A Java applet which combines DIC, Apriori and Probability Based Objected Interestingness Measures can be found here.

Note: Java 1.6.0_07 or newer

Download the following files:
  1. DIC.java: Simple version of the DIC algorithm.
    • Version 2: DIC algorithm that uses hash trees.
  2. config.txt: Consists of four lines.
    1. Number of items
    2. Number of transactions
    3. Minimum support i.e. 20 represents 20% minsup
    4. Size of step M for the DIC algorithm. This line is ignored by the Apriori algorithm
  3. transa.txt: Contains the transaction database as an m x n matrix. Transaction 1 appears in row one. Columns are separated by a space and represent items. A 1 indicates that item is present in the transaction and a 0 indicates it is not.

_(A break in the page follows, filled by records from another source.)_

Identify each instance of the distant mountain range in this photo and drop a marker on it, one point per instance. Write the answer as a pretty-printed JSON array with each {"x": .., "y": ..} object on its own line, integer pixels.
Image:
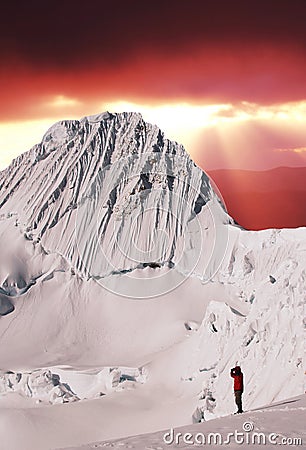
[{"x": 264, "y": 199}]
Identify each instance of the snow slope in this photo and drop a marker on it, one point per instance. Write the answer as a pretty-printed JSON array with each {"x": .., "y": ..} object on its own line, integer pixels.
[
  {"x": 281, "y": 423},
  {"x": 127, "y": 291}
]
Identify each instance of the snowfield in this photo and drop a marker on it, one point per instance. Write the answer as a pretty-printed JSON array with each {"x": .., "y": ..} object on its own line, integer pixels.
[{"x": 127, "y": 293}]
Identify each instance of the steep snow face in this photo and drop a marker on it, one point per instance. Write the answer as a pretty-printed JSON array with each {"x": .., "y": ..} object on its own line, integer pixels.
[
  {"x": 116, "y": 252},
  {"x": 111, "y": 194}
]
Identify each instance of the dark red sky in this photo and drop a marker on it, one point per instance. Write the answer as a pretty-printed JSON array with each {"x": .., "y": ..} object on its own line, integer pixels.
[
  {"x": 201, "y": 51},
  {"x": 248, "y": 54}
]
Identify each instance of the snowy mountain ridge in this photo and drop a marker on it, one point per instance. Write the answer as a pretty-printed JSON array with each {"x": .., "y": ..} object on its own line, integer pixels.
[{"x": 115, "y": 251}]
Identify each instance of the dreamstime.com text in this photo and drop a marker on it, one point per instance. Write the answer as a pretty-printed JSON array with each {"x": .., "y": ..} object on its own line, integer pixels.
[{"x": 247, "y": 437}]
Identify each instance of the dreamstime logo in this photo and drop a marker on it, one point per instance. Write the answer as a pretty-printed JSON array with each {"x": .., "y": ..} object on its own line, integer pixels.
[
  {"x": 143, "y": 211},
  {"x": 245, "y": 437}
]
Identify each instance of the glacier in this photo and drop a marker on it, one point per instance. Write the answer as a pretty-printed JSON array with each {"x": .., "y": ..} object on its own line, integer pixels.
[{"x": 118, "y": 257}]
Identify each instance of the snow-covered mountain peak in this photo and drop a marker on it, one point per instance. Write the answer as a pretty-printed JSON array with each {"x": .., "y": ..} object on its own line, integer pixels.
[{"x": 111, "y": 194}]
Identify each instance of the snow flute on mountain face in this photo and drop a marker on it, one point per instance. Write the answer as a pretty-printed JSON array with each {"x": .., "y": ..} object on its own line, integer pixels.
[{"x": 238, "y": 386}]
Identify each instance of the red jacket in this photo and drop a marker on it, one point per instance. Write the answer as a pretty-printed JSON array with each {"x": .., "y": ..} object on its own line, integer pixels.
[{"x": 238, "y": 378}]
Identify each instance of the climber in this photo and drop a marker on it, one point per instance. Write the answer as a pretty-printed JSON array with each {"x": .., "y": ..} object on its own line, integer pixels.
[{"x": 238, "y": 387}]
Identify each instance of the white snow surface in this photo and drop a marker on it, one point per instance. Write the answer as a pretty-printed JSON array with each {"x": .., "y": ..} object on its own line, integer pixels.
[{"x": 127, "y": 292}]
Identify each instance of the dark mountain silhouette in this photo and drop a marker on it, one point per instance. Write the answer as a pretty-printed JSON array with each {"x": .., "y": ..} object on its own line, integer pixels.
[{"x": 268, "y": 199}]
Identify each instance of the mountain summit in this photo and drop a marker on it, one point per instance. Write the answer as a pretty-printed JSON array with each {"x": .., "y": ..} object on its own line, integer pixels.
[
  {"x": 110, "y": 193},
  {"x": 121, "y": 272}
]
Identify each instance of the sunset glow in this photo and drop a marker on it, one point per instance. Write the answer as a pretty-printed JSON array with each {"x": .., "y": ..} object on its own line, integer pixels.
[{"x": 228, "y": 81}]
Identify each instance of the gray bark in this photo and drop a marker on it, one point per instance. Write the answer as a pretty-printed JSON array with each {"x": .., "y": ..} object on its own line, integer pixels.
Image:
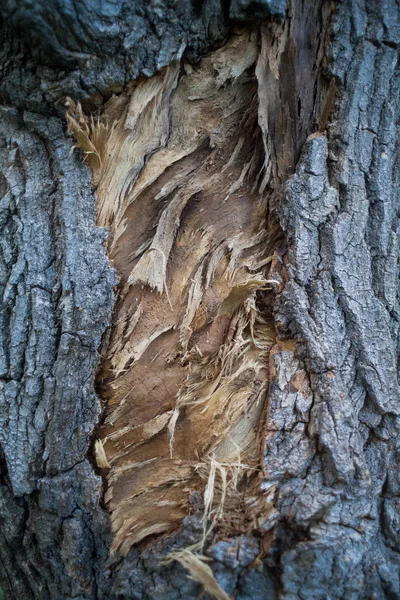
[{"x": 332, "y": 448}]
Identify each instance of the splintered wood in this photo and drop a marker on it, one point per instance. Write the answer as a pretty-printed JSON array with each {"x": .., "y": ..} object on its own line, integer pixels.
[{"x": 178, "y": 162}]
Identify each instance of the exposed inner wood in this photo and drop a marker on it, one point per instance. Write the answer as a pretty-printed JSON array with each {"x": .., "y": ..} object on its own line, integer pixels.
[{"x": 181, "y": 170}]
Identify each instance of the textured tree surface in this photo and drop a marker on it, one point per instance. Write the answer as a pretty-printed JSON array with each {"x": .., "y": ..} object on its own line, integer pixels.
[{"x": 199, "y": 285}]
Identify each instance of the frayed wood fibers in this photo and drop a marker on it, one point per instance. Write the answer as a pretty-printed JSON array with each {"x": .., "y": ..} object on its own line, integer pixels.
[{"x": 178, "y": 163}]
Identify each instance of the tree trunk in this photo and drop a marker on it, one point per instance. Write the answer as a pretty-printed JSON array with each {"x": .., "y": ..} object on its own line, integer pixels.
[{"x": 199, "y": 300}]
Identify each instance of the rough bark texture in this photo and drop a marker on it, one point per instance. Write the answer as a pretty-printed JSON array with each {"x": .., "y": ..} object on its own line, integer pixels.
[{"x": 328, "y": 99}]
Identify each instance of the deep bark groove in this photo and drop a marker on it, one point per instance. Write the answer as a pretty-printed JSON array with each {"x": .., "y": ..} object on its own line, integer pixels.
[{"x": 328, "y": 84}]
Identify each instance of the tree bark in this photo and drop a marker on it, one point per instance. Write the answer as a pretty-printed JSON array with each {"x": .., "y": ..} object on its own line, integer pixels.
[{"x": 199, "y": 300}]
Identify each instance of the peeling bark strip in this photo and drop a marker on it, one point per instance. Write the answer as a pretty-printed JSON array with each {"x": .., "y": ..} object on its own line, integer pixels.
[
  {"x": 178, "y": 181},
  {"x": 319, "y": 89},
  {"x": 181, "y": 176}
]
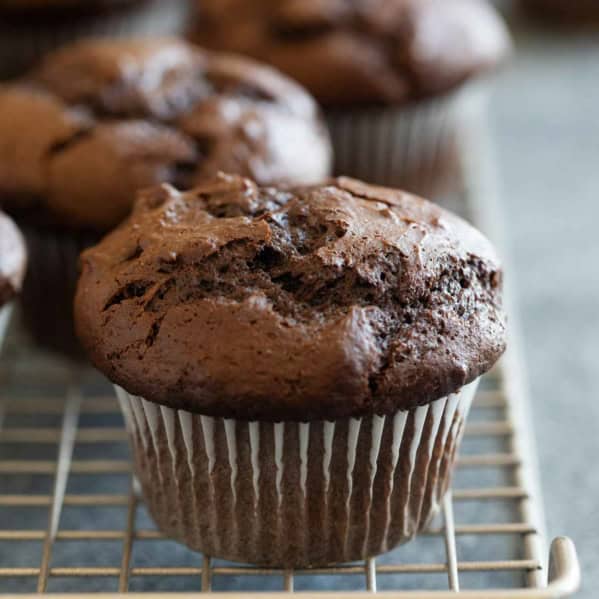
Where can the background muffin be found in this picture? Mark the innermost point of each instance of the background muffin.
(387, 71)
(99, 120)
(572, 12)
(12, 267)
(29, 29)
(297, 362)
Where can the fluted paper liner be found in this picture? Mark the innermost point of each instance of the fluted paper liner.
(294, 494)
(411, 147)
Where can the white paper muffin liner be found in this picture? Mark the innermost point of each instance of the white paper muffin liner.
(294, 494)
(412, 147)
(49, 288)
(5, 312)
(24, 44)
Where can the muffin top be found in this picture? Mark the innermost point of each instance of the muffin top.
(361, 51)
(318, 302)
(12, 259)
(101, 119)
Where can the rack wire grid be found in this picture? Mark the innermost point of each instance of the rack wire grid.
(72, 520)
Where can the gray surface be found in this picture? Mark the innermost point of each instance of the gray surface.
(545, 117)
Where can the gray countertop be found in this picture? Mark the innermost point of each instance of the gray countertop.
(545, 119)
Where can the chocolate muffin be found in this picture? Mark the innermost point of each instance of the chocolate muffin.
(12, 267)
(295, 365)
(390, 73)
(564, 12)
(29, 29)
(99, 120)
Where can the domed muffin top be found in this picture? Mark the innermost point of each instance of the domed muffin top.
(100, 119)
(303, 303)
(12, 259)
(361, 51)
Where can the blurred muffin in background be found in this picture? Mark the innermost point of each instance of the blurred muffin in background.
(101, 119)
(390, 73)
(12, 267)
(31, 28)
(569, 12)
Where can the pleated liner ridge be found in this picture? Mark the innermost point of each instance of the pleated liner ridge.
(294, 494)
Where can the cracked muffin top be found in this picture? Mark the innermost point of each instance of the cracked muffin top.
(12, 260)
(101, 119)
(307, 303)
(361, 51)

The transaction file for the following example (and many other datasets) can be found on the datasets page.
Place DIC.java in a directory called dic
Compile the .java file:
hercules[1]% javac dic/DIC.java
Change config.txt and transa.txt to represent the database and criteria to be tested.
Run the programs:
hercules[2]% java dic/DIC

Example

We use the database from Apriori Itemset Generation example #2. The minsupp is 40%.

TID A B C D E
T1 1 1 1 0 0
T2 1 1 1 1 1
T3 1 0 1 1 0
T4 1 0 1 1 1
T5 1 1 1 1 0

Transa.txt contains a row for each of the five transactions and a column for each of the five items.

1 1 1 0 0
1 1 1 1 1
1 0 1 1 0
1 0 1 1 1
1 1 1 1 0

Config.txt: Here we use 5 as the size of step M for the DIC algorithm

5
5
40
5
Output
hercules[67]% java apriori
Algorithm apriori starting now.....
Press 'C' to change the default configuration and transaction files
or any other key to continue.
Input configuration: 5 items, 5 transactions, minsup = 40%
Frequent 1-itemsets:
[1, 2, 3, 4, 5]
Frequent 2-itemsets:
[1 2, 1 3, 1 4, 1 5, 2 3, 2 4, 3 4, 3 5, 4 5]
Frequent 3-itemsets:
[1 2 3, 1 2 4, 1 3 4, 1 3 5, 1 4 5, 2 3 4, 3 4 5]
Frequent 4-itemsets:
[1 2 3 4, 1 3 4 5]
Execution time is: 0 seconds.
hercules[68]%

We get the same results as we did earlier when we did the Apriori algorithm by hand.